Only a matter of hours earlier, Rosemont Stud's principal Anthony Mithen had been told by co-trainer Gai Waterhouse that this winter's Australian Hurdle hopeful was now going to run in Saturday's Andrew Ramsden Stakes at Flemington - where the winner gains an assured Lexus Melbourne Cup start - to keep up his fitness levels after a gallant second last week in the Galleywood Hurdle at Warrnambool.
The plan had been to instead run in a jumps school this week. But circumstances demanded a change to the plan and ultimately, the dream.
"We might have been going to the Cranbourne jumps trials this week instead of the Ramsden if we were allowed but apparently the jumps trials coming up are only for horses going for their jumps ticket," Mithen explained on Tuesday.
"Gai was keen to give him another trial but in the absence of being able to do that, she needs to get miles in his legs. He's there for a good bowl around and to keep his fitness up."
That was the official line that was distributed to the rest of the ownership group. But once the news of a Ramsden run had settled in for an hour or so, the visions of an unlikely second tilt at the Cup began to surface.

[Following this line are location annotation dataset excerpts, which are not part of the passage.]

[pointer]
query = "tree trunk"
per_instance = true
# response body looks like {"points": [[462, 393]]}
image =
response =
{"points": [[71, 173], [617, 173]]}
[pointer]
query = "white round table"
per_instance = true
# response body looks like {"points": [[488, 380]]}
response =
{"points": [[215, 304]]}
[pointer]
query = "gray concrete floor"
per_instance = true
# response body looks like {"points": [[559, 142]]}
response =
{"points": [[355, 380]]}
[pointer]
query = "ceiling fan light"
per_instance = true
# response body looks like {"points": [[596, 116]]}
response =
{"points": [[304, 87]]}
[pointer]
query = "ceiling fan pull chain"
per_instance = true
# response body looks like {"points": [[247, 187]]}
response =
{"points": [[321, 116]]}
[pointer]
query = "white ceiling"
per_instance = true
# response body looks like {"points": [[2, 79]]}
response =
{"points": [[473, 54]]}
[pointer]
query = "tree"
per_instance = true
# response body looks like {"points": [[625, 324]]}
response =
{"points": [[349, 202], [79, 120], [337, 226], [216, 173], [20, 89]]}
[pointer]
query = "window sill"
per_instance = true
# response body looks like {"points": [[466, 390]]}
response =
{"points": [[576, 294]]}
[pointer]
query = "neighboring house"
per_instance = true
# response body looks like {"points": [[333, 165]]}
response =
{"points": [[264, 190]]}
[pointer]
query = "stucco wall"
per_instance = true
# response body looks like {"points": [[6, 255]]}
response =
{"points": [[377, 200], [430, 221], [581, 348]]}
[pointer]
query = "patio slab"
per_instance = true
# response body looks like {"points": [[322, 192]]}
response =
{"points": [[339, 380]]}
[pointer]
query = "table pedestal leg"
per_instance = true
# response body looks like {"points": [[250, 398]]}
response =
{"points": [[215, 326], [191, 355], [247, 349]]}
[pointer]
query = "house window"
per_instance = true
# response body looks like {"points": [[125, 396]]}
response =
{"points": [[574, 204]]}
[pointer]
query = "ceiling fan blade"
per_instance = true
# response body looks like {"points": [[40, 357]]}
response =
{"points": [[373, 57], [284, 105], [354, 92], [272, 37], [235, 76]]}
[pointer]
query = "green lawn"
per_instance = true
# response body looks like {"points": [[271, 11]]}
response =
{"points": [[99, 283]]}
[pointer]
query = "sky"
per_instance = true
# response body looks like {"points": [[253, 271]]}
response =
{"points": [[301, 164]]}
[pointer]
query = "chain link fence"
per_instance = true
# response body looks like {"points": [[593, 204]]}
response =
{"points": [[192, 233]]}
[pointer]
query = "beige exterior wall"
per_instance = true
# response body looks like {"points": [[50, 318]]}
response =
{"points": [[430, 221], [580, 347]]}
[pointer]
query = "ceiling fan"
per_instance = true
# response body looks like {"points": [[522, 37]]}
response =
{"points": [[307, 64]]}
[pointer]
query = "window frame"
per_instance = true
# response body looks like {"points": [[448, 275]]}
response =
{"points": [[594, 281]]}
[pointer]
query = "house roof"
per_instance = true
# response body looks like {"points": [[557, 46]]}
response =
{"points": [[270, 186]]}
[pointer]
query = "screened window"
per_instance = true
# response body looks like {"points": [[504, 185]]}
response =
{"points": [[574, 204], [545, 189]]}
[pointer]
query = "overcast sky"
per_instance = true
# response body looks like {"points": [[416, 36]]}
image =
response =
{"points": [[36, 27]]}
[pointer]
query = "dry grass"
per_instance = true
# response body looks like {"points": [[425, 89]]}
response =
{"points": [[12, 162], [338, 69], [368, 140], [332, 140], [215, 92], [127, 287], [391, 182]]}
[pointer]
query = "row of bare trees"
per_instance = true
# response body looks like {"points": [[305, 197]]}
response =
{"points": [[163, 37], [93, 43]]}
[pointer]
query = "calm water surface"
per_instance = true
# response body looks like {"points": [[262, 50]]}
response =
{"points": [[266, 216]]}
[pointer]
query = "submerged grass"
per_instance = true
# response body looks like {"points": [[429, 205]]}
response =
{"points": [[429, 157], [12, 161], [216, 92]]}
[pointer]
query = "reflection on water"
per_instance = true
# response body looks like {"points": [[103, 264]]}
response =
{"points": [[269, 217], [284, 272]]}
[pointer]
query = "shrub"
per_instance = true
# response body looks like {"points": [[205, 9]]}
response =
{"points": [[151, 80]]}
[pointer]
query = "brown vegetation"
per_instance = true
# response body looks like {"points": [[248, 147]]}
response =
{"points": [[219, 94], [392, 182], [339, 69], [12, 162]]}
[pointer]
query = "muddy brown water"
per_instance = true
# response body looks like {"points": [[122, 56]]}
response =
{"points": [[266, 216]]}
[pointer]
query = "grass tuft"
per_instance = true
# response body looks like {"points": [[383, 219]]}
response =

"While we are back at Flemington, I think all the owners will have a sparkle in their eyes hoping that he can repeat his heroics in the St Leger and surprise the market and perhaps the co-trainers," Mithen said.
"We really see his future in the jumping caper so we're dreaming of Australian Hurdles rather than Melbourne Cups, but who knows?
"After I heard from Gai when she said she was going to nominate (for the Ramsden), I thought of Vintage Crop (1993) all those years ago. He was a dual-discipline (flat and jumps) horse and maybe Runaway could be one that benefits from the jumps in terms of his flat career.
"The spark-up factor is one where you just shrug your shoulders and just say 'I don't know'.
"No one will fall off their chair if he happens to stick his head out and he fights out the finish because we know he has the talent but he probably is a bit like those older bulls that have been around the block a few times.
"They do get a bit cunning and without those jumps keeping his mind occupied he can get a bit cunning in a race and not quite bottom out in terms of effort.
"That might be in his favour - that he could be looking for a jump and he's concentrating on what he's doing and he gives his maximum effort.
"He could fight out the finish, but he's probably let us down once too often on the flat for us to have a bet on him.
"But it won't stop us giving him an almighty cheer if he's still his front at the 200 (metres).
"There won't be a fitter horse in the race. He went down a head in the Galleywood and won his two previous two miles jumps races so he's rock-hard fit and if that mental switch can be turned on by his recent jumping success, you never know, you might get that golden ticket.
"What a race to find his flat form again. The text messages were flying among the owners last night asking the question 'Could he turn it around on the flat'? Everyone is daring to dream.
"It's a hope thing rather than an expectation thing but maybe that's the recipe with Runaway."